And you know, it's always a bit of a, I don't say a battle, but it's a, a careful balance between, you know, what we're logging what we're monitoring what we're putting into our observability toolkit and making sure that we're getting that value out of it. You know, one sort of interesting area and it's, it's had a lot of iteration I think, in the last couple of years that I've seen around sampling. And I think there's a lot of different approaches for it. You know, there are some areas where I think it's a great solution where you may not have a, you know, your needs for observability may better served by sampling and guaranteeing, you know, at least 1% uniqueness of whatever patterns that you establish, you know, coming from your various nodes. That may be enough data to answer your question.

And if you can do that sampling upstream enough, you know, you're not paying that network cost, you're not paying that ingestion cost. You are still paying that resource cost on the node because it's potentially still logging or, you know, it's collecting that telemetry and depending on where that sampling is. And that's where I think there's been some interesting develops pushing that sampling back. I mean, early on you'll, you can, you know, you can sample at the ingest layer, you could have everything that it gives. You know, it's able to take, you know, 5, 10% and you're, but you're still paying that whole network transfer. You know, it's moved back to sort of the, I've, you know, I've seen it at the agent level.

So on a particular node, you know, or, you know, there's where it's kind of making the determination is this a, a sample that I send up or one that I discard and then even back further into the instrumentation itself to, at the time of instrumentation to understand am I a sampled request or not. And that comes with interesting trade offs because if you're sampling some requests and those are the slower ones, but you're not, you know, not seeing another, you're trying to figure out why. I've got two sets of, you know, performance characteristics for the same calls. You can end up with, you know, Exactly. Well, that's the overhead you're paying. So you can introduce complexities there as well. But that's kind of an interesting way to go about sort of managing observability data at scale.

The most important part is making sure it's A value and useful and you're going to be able to take action on it. Can't just log everything forever. It gets too expensive and too noisy.
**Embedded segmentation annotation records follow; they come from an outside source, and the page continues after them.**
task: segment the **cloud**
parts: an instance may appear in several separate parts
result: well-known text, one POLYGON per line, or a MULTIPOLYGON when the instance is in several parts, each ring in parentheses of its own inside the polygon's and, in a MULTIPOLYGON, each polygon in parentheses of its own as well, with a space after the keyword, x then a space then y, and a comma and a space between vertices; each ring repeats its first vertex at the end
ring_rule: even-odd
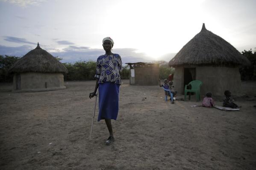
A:
POLYGON ((71 44, 74 44, 73 43, 71 43, 71 42, 69 42, 68 41, 65 41, 65 40, 57 41, 56 42, 59 44, 60 44, 60 45, 71 45, 71 44))
MULTIPOLYGON (((122 58, 123 63, 137 62, 150 62, 145 54, 136 53, 137 49, 132 48, 115 49, 113 52, 119 54, 122 58)), ((52 52, 54 56, 63 58, 63 63, 74 63, 79 61, 96 61, 98 57, 105 54, 103 49, 91 49, 88 47, 69 46, 61 52, 52 52)))
MULTIPOLYGON (((33 49, 34 48, 34 46, 26 45, 12 47, 0 45, 0 54, 21 57, 33 49)), ((98 57, 105 54, 105 51, 103 49, 91 49, 85 46, 69 46, 68 47, 61 50, 53 47, 45 48, 43 49, 53 56, 58 56, 62 58, 62 63, 74 63, 76 61, 96 61, 98 57)), ((136 51, 137 49, 133 48, 117 48, 114 49, 112 52, 119 54, 121 56, 124 65, 127 63, 153 61, 145 54, 138 53, 136 52, 136 51)), ((165 60, 169 61, 172 58, 171 55, 173 55, 174 54, 171 55, 171 54, 167 54, 163 58, 168 58, 168 60, 165 60)))
POLYGON ((36 44, 36 43, 34 43, 28 41, 25 38, 18 38, 17 37, 10 36, 4 36, 4 37, 5 37, 5 38, 4 38, 4 40, 7 41, 17 43, 26 43, 29 44, 36 44))
POLYGON ((0 55, 22 57, 33 49, 28 45, 12 47, 0 45, 0 55))
POLYGON ((25 20, 25 19, 26 19, 25 17, 21 17, 21 16, 15 16, 15 17, 17 17, 17 18, 18 18, 19 19, 20 19, 21 20, 25 20))
POLYGON ((14 4, 20 6, 26 7, 29 5, 39 5, 45 0, 2 0, 2 1, 14 4))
34:52 - Cost Optimization Strategies

Matt Pacheco
Speaking of costs and expensive because we just talked about in the context of observability, but looking at it from a higher level. So at your kind of cost strategy at Smart Rent, how do you approach that? Because like you said, these costs could get out of control if they're not managed properly. What's your philosophy and approach to cost optimization and cost containment?

Ryan Raub
Yeah, so first and foremost, it's making sure we know what we have. And that is, you know, it's a little bit back down towards observability. But if you have a, you know, you need to have a good tagging strategy for how you understand, you know, what belongs to what, you know, what severity level certain things are at. And you know, you can go about spotting, you know, from an organization perspective, you can go ahead and spot areas of, you know, right. Sizing opportunities. You can, you know, make sure that those cost centers are, you know, properly accounted for to a certain degree. There's always a lot of the, you know, it's a, you know, network egress cost. Like, it's hard to, like, I can't put a tag on that necessarily.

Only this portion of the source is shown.